During the first six months of the year, real estate development investment rose 10.9% on average across the country, according to official statistics. But it climbed 15.5% in the western part of China and 12.7% in the northeast.
Auto sales in western and northeast China are suffering because every spare RMB, provided by three generations, is being used to get onto the property ladder.
China’s rapidly ageing society, the legacy of its One Child Policy, represents another threat to auto sales:
- Between 2015 and 2040, China’s population aged 50 and over will increase by roughly 250m as the population under 50 falls by the same amount. During the same years the 15-29 age group – which across all modern societies has the highest education and is the most IT and tech savvy – will shrink by 75m.
- Equally as bad will be the fall in the 30-49 age group during this same time frame. It is forecast to fall by a quarter or by more than 100m. This is the generation that tends to be the most innovative and entrepreneurial.
- The only cohort that will grow in size will be the 50-64 age group and those over 64. In 2015-2020, the 65+ population will jump by almost 150% – from 135m to close to 340m.
Sustainability: A genuine paradigm shift
Back to the strong global consensus on climate change. This discredits the argument that auto ownership China will to rise towards Western levels.
China’s auto ownership is still only around 160 per a 1000 people, despite the 2009-2017 sales boom. This compares with more than 800 in the US.
Global warming would not only run out of control if China were to catch up with the US. If China ended up with auto ownership at US levels, the air quality would be much even worse in Chinese towns and cities than it is today. As we all know, the air quality in China is already very bad and has led to a major public health crisis.
What about electric vehicle as a solution? Perhaps one day. But the technology is not good enough to meet current autos demand. If China were to see sales growth continue at 2009-2017 levels, this would have to be via the internal combustion engine.
This would be completely, as I have just said, unsustainable and Beijing knows it. This is why the government is spending so much money on developing electric- vehicle technologies, on promoting ride-sharing schemes and on improving public transport.
Getting used to much lower growth
This all means no return to the rates of new auto sales growth that we saw in 2009-2017. This is simply in impossible.

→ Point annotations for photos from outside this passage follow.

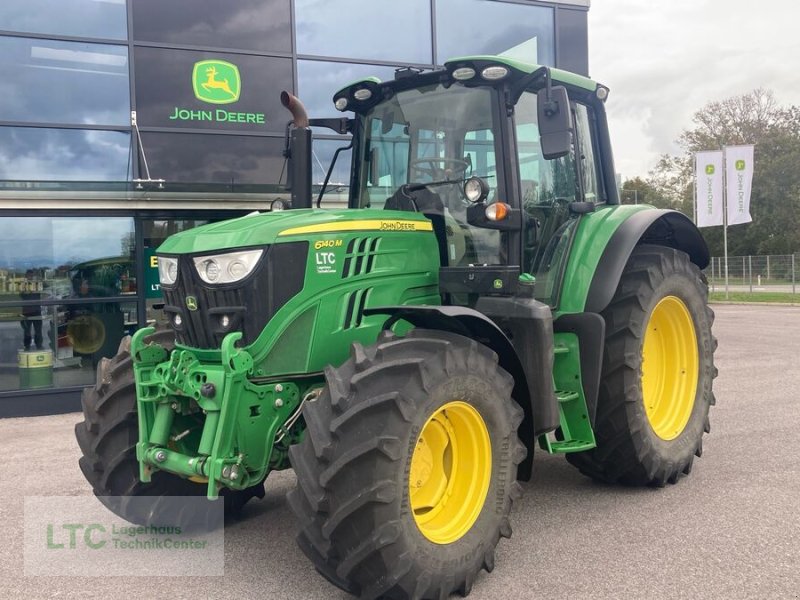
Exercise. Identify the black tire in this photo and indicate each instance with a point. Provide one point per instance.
(353, 467)
(629, 451)
(107, 438)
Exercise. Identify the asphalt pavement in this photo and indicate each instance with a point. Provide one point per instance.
(730, 530)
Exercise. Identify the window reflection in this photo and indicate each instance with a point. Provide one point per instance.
(197, 158)
(82, 18)
(31, 154)
(69, 257)
(63, 82)
(318, 81)
(466, 27)
(244, 24)
(407, 25)
(59, 345)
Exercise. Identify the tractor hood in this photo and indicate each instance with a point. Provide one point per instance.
(260, 229)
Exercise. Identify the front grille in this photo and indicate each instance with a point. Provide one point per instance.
(249, 304)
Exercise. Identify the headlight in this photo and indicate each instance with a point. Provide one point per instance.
(227, 268)
(494, 72)
(167, 270)
(476, 189)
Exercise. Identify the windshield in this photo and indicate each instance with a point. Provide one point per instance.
(437, 136)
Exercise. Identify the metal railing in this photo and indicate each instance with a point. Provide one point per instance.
(753, 274)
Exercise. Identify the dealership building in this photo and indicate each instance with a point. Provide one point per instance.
(123, 122)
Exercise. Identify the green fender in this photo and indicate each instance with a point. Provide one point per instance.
(603, 243)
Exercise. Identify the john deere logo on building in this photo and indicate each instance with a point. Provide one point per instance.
(216, 81)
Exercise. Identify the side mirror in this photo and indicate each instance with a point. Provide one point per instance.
(374, 167)
(555, 121)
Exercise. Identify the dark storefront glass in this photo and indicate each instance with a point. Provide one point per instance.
(66, 257)
(478, 27)
(318, 81)
(59, 345)
(64, 82)
(261, 25)
(379, 30)
(55, 274)
(80, 18)
(222, 159)
(38, 154)
(210, 90)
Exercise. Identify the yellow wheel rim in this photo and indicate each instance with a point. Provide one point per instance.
(670, 367)
(450, 472)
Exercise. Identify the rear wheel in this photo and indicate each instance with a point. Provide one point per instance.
(408, 469)
(107, 438)
(658, 368)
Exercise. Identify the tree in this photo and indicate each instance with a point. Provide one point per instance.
(752, 118)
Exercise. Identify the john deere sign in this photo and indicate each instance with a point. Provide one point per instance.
(216, 82)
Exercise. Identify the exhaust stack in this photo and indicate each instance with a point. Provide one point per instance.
(298, 152)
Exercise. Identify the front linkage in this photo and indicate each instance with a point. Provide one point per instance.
(230, 431)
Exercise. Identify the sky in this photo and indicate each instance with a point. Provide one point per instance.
(665, 60)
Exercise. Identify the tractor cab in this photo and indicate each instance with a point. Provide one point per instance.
(498, 154)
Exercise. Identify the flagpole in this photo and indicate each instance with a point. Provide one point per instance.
(694, 191)
(725, 217)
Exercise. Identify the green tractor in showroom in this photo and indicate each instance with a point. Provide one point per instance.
(485, 292)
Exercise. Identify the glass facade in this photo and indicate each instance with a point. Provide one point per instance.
(65, 290)
(99, 95)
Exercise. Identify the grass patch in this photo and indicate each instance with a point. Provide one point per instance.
(784, 297)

In future, sales of new vehicles will be at much more lower levels.
What will this mean for PP, one of the polymers heavily used by the autos industry?
Annual average PP demand growth in China was 10.7% in the 2009-2017 decade. This stellar performance was the result both of China’s rapid overall economic development and the boom in autos demand that I have just described above.

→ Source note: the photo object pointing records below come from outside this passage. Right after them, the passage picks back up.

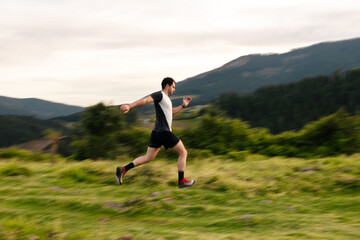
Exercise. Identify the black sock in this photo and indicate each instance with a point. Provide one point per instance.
(129, 166)
(181, 176)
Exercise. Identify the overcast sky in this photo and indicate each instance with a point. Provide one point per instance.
(81, 52)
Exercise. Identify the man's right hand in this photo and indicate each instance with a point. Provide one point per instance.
(125, 108)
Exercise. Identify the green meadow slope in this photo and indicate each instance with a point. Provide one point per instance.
(259, 198)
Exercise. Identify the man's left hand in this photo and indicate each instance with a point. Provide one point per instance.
(186, 101)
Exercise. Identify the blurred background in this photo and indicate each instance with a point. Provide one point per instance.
(272, 132)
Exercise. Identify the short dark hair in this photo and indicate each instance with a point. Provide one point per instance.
(167, 81)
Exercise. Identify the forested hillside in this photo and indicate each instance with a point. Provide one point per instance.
(20, 129)
(35, 107)
(248, 73)
(290, 106)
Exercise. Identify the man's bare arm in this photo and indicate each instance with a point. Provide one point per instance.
(125, 108)
(186, 101)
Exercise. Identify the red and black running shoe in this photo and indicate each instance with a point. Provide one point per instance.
(186, 183)
(120, 172)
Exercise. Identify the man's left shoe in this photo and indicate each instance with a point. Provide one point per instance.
(120, 172)
(186, 183)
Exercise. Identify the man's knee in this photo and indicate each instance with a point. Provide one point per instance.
(183, 152)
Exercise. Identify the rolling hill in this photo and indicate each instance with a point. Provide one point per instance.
(35, 107)
(247, 73)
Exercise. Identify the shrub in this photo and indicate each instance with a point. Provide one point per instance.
(14, 170)
(14, 153)
(238, 155)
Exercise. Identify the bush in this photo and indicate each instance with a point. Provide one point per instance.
(14, 170)
(238, 155)
(80, 175)
(8, 153)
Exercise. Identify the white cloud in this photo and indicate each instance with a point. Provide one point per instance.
(81, 52)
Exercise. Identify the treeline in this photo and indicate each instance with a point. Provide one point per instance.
(19, 129)
(104, 132)
(290, 106)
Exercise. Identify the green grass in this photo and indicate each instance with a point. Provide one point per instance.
(260, 198)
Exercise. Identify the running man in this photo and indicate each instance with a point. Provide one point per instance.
(162, 134)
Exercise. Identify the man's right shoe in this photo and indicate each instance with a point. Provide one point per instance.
(120, 172)
(186, 183)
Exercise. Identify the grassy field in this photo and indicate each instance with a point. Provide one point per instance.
(260, 198)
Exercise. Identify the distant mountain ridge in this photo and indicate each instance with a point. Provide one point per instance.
(247, 73)
(36, 107)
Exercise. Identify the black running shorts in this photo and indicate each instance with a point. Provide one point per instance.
(165, 138)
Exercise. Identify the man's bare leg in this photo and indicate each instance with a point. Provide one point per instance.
(150, 155)
(181, 150)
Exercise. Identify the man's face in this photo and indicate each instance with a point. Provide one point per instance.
(172, 89)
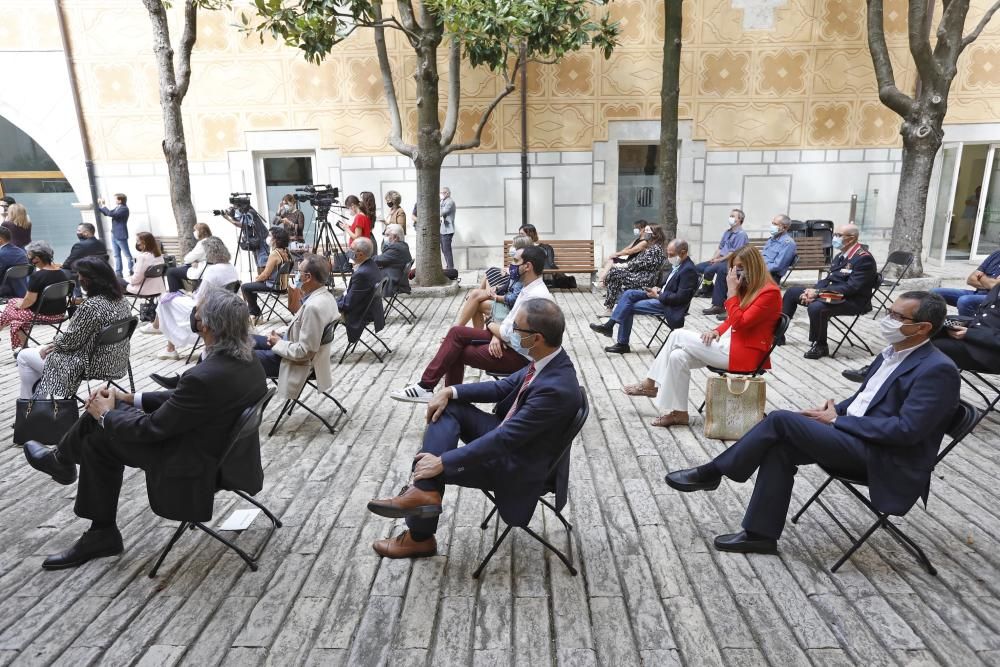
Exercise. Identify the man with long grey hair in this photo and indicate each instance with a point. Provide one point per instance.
(177, 437)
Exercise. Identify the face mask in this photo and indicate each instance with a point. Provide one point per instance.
(891, 330)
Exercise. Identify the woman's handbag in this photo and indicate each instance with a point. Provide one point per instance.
(44, 419)
(733, 405)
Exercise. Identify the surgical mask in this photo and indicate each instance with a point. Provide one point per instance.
(891, 330)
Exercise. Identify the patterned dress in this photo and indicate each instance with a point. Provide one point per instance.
(638, 273)
(66, 365)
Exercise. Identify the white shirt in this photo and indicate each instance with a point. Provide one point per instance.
(890, 362)
(536, 289)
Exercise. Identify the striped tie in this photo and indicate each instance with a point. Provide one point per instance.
(524, 385)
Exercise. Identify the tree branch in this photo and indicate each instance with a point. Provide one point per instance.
(888, 93)
(971, 37)
(454, 91)
(396, 133)
(188, 38)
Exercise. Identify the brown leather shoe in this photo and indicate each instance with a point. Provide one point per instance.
(411, 501)
(404, 546)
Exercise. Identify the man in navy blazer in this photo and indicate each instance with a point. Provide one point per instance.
(888, 433)
(11, 255)
(508, 451)
(671, 301)
(354, 304)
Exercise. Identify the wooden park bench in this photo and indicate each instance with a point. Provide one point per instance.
(571, 256)
(809, 255)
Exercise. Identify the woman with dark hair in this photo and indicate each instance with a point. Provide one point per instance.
(640, 271)
(62, 364)
(20, 312)
(753, 306)
(147, 256)
(265, 280)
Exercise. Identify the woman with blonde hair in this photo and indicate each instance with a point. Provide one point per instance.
(753, 306)
(19, 225)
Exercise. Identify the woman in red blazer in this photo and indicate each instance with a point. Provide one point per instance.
(740, 343)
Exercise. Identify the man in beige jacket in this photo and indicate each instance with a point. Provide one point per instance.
(291, 356)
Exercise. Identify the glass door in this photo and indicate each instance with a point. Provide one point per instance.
(951, 158)
(987, 235)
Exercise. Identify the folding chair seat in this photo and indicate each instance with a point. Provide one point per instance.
(965, 420)
(352, 345)
(554, 487)
(60, 293)
(886, 286)
(779, 332)
(272, 295)
(286, 409)
(247, 425)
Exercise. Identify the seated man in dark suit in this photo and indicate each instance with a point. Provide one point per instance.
(508, 451)
(11, 255)
(393, 260)
(354, 303)
(671, 300)
(849, 285)
(177, 437)
(888, 433)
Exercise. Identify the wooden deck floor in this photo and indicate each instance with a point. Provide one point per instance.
(651, 589)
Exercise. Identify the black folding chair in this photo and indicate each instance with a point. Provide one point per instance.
(394, 303)
(551, 486)
(352, 345)
(272, 295)
(964, 421)
(233, 287)
(111, 335)
(57, 293)
(286, 409)
(900, 258)
(779, 332)
(247, 425)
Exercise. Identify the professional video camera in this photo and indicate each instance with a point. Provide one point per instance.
(239, 201)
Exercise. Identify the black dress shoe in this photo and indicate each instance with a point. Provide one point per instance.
(817, 351)
(606, 329)
(93, 544)
(691, 480)
(856, 375)
(46, 459)
(741, 544)
(164, 381)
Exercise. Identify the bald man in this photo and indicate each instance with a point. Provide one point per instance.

The downside for future growth, which I presented in my post last Friday, sees PP consumption growth averaging just 2.5% in the ten years from 2019 until 2028. This compares with our base case of 4.6%.

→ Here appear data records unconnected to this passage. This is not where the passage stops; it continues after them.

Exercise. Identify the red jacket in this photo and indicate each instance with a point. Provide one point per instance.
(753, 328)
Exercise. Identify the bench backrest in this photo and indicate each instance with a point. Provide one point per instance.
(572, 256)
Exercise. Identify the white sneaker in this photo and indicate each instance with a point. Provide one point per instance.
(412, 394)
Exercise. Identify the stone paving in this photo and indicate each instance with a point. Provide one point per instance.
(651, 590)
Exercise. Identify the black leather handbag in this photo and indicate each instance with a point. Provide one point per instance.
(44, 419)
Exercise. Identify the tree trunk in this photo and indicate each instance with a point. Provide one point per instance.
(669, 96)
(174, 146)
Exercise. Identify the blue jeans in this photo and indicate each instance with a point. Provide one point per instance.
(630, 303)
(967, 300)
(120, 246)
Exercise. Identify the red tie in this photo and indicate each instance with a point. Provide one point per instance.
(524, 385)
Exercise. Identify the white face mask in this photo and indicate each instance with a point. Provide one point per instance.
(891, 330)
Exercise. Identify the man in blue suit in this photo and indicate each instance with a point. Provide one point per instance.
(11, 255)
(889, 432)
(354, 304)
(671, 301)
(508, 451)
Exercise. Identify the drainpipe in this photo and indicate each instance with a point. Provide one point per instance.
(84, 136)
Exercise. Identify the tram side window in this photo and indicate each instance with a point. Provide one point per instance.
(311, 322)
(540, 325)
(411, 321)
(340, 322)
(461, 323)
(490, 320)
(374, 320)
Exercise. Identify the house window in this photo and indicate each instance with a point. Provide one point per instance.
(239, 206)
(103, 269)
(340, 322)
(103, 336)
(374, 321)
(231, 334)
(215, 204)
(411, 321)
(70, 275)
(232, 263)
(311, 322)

Chinese consumption growth would total 6.9m tonnes in 2019-2028 in my downside, rather than our base case of 12.2m tonnes. On a global basis, because of the intricate links between China and the rest of the world’s economy, global demand would be 81.5m tonnes smaller than in our base case.
The Chinese economy isn’t going to collapse and neither is its auto market. What we will instead see is lower and more sustainable growth, both in terms of debt and the environment. The 2.5% I am forecasting for PP is typical of the growth you see in a developed economy.
This is going to take some getting used to for PP other petrochemicals companies as what will happen in PP will happen in other values chains.
But for those companies with the right foresight and planning, this won’t be too much of a shock because, as I’ve argued, it was very possible to predict that what we saw in 2009-2017 was a one-off – an exception.